I was not a girly girl growing up. I was 4 years old when my only sister got married and moved away to start her own life. I was left with ALL boys. I didn't have a shot at being a girly girl. I learned early that if I was going to have someone to play with I would have to learn how to take a punch, take a joke and take a hike when necessary. So on the playground that was our backyard I tried to throw, catch, hit and run just as good if not better than they all could. It was my way of survival as much as it was my assurance that I would be included in their world. And make no mistake, I wanted to be part of their world. It was the only one I really had much exposure to. My mother, who had prayed diligently for another girl tried very hard to expose me to pink, dresses, dolls and other girly things. But bless her heart, she didn't stand a fighting chance with the 8 testosterone filled siblings I was left to play with. The day we lost our baseball in the backyard and I pulled my dolls head off to use in its place, I think a little something died inside of her. But she never gave up and she NEVER made me feel as though I was being the wrong version of myself.

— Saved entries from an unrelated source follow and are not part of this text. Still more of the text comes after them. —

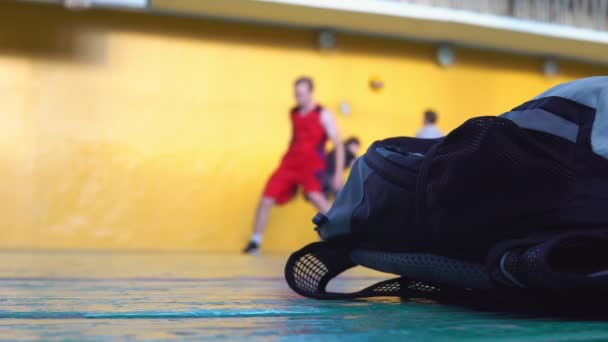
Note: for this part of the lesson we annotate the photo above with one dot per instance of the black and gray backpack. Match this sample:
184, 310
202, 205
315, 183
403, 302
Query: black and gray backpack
511, 204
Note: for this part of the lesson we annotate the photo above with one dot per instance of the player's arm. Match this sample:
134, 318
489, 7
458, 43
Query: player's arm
331, 129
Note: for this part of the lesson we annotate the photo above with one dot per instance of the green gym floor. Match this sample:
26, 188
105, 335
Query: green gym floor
166, 296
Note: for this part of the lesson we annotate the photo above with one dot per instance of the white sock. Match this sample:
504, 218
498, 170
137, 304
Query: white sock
257, 238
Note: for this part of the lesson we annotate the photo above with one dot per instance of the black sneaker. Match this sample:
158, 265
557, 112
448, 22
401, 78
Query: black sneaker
252, 248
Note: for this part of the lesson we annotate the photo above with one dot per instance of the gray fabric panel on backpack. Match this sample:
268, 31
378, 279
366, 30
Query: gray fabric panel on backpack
348, 199
425, 267
543, 121
592, 92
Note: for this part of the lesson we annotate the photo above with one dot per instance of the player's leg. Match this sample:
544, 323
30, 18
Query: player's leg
259, 225
318, 199
313, 187
279, 190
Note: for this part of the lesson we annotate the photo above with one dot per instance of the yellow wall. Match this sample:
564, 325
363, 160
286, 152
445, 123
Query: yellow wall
129, 131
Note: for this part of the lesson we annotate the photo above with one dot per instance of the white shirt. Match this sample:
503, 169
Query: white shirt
429, 132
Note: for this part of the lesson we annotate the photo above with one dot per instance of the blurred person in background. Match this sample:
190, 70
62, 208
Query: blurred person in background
303, 165
429, 128
351, 150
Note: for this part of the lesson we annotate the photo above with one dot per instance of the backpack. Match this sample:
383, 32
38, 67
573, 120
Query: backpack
513, 204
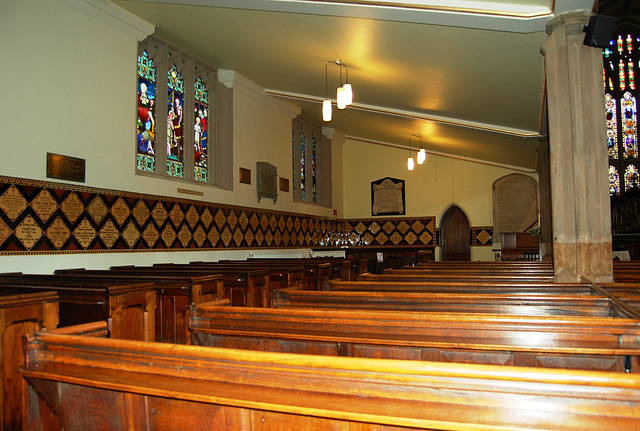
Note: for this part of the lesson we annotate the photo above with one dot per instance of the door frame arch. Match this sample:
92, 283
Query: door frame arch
442, 217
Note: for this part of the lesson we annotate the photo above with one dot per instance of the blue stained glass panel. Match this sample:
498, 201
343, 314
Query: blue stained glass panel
145, 124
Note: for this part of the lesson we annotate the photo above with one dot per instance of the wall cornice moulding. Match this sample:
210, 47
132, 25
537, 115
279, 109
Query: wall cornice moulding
114, 16
237, 82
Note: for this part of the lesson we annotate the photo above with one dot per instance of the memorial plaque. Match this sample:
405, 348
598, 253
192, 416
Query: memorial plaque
284, 184
387, 197
84, 233
151, 235
267, 179
245, 176
65, 167
109, 234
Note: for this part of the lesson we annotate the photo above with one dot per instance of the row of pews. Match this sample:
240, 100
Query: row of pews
480, 345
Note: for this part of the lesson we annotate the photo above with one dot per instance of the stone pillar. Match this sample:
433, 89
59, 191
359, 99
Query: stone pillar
581, 214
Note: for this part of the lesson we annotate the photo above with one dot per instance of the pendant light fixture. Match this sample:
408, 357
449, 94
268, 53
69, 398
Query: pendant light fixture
422, 154
344, 94
326, 105
410, 162
341, 96
348, 91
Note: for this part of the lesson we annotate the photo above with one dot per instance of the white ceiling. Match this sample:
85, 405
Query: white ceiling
467, 76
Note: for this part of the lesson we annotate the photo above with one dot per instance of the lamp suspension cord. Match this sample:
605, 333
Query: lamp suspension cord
326, 80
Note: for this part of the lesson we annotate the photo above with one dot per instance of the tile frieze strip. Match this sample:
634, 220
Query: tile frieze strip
40, 217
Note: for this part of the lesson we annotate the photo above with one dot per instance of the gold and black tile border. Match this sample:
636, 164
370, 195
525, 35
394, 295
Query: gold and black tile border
39, 217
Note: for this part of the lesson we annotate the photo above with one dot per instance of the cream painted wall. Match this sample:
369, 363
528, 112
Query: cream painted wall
72, 91
429, 189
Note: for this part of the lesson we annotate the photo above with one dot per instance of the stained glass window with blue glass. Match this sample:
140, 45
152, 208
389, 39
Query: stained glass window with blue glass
145, 124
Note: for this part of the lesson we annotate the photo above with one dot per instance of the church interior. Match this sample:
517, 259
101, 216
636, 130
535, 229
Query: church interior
320, 214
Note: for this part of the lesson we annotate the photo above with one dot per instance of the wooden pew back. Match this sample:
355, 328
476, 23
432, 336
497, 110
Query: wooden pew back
596, 343
137, 385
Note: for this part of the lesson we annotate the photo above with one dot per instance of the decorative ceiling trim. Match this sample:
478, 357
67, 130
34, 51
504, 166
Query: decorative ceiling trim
411, 115
114, 16
442, 14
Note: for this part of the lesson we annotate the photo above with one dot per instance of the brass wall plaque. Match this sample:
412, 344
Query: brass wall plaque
245, 176
284, 184
65, 167
267, 179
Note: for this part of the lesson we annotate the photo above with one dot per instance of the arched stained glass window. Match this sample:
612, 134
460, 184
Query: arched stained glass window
629, 125
612, 126
201, 129
631, 179
303, 166
314, 168
175, 122
307, 148
145, 125
181, 94
614, 181
620, 61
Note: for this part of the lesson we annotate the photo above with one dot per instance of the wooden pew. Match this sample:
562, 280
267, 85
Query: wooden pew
129, 308
242, 286
403, 275
137, 385
174, 294
316, 271
341, 268
500, 267
21, 313
458, 287
281, 275
626, 271
593, 343
530, 304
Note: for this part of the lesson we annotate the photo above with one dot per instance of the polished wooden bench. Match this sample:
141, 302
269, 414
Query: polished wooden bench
383, 285
21, 313
129, 308
404, 275
316, 271
340, 268
174, 293
500, 267
530, 304
242, 286
281, 275
596, 343
136, 385
626, 271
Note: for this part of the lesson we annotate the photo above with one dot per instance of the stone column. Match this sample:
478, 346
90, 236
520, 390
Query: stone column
581, 214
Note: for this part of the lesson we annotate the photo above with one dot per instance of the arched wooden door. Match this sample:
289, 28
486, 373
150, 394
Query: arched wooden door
455, 235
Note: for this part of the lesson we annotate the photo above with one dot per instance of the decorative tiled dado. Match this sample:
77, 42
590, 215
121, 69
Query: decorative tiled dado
47, 217
394, 231
482, 236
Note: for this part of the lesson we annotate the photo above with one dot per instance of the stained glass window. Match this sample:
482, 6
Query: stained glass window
175, 122
201, 131
612, 126
631, 177
629, 125
306, 142
185, 141
620, 61
614, 181
303, 165
314, 168
145, 125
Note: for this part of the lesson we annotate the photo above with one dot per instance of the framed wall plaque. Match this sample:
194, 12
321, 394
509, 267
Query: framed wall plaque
387, 197
65, 167
267, 181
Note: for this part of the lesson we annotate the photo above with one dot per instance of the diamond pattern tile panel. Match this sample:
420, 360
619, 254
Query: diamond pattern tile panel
47, 217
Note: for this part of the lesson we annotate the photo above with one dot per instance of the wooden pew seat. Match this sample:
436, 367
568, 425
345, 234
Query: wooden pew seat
136, 385
596, 343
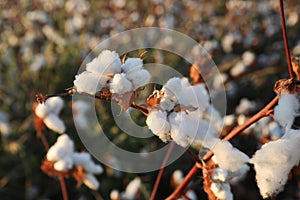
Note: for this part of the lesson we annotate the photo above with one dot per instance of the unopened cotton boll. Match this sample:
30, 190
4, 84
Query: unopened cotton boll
229, 157
138, 78
286, 110
221, 190
120, 84
88, 82
132, 64
273, 162
91, 181
53, 122
158, 124
107, 62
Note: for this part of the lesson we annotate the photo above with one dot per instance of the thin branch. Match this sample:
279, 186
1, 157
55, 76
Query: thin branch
63, 187
262, 113
286, 44
161, 171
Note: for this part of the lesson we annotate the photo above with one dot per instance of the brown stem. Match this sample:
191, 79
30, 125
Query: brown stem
286, 44
161, 171
262, 113
63, 187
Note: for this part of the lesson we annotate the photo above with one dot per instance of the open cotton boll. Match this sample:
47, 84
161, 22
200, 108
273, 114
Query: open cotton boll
158, 124
107, 62
132, 188
273, 162
132, 64
166, 104
221, 191
63, 165
53, 122
172, 88
90, 83
286, 110
91, 181
120, 84
138, 78
55, 104
229, 157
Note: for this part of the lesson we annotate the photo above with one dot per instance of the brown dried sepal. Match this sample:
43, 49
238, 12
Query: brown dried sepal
296, 66
287, 86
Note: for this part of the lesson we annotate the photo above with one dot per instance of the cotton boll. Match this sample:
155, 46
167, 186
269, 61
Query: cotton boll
91, 181
229, 157
90, 83
166, 104
53, 122
120, 84
107, 62
132, 64
172, 88
286, 110
55, 104
63, 165
273, 162
158, 124
221, 191
132, 188
138, 78
248, 58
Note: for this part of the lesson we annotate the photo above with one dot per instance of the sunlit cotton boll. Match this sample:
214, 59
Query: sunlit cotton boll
89, 83
158, 124
132, 64
286, 110
138, 78
53, 122
107, 62
91, 181
273, 162
120, 84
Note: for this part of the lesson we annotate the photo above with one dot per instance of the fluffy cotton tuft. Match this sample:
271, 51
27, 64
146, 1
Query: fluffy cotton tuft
107, 62
120, 84
286, 110
132, 64
221, 190
158, 124
90, 83
273, 162
229, 157
138, 78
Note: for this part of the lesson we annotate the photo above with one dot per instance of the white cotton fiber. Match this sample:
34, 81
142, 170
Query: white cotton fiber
132, 64
88, 82
158, 124
286, 110
107, 62
229, 157
221, 190
120, 84
273, 162
91, 181
138, 78
53, 122
172, 88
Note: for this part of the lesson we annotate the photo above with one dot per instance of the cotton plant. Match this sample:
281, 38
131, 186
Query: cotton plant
62, 159
179, 113
49, 111
108, 75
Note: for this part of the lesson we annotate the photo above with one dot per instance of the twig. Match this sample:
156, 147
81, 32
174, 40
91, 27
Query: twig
161, 171
63, 187
262, 113
286, 44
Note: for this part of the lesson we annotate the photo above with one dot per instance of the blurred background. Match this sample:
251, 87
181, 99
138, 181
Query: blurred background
42, 45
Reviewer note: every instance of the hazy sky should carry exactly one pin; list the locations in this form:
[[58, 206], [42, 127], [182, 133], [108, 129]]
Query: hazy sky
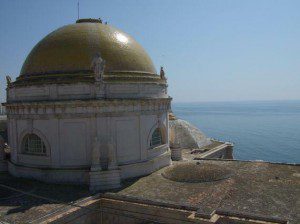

So today when I painted a version of pink that no human should have to put on a wall I thought of my mother. You see, 4 years ago I think I gave birth to the daughter that my mother had always wanted. A frilly, tu-tu loving, fabulously feminine girl who can't get enough of dolls, princess' and things that sparkle. She actually broke down in tears one time when I told her that I didn't like pink. I don't encourage the girly thing, I don't know how to encourage the girly thing. It's just there. So taking a lesson from my mom I will simply love her. Her. Not the version of her that I think she should be or that I'd rather she be for my own comfort, but her. Not because I understand her or agree with her but because my job is to love her. The fabulously unique, wonderful individual that she is right now and will continue to become. And right now she wants to be surrounded in, draped in and consumed by all things pink and purple and glittery. And so….I'll paint. Painting is my version of when my mom cheered for the homerun I hit with the doll head. On the inside she was undoubtedly shaking her head but on the outside NOTHING but love! And love is what makes all the difference in life isn't it? So today, in our house, the color of love is pink….with flowers…..and a little purple….
And just to let her know I REALLY love her I put down my artistic expectations and gave in when she wanted to paint flowers too!
I do love her. She won't know how much until she has to sit and cheer on her daughter at the lumber jack contest or the pig call national finals!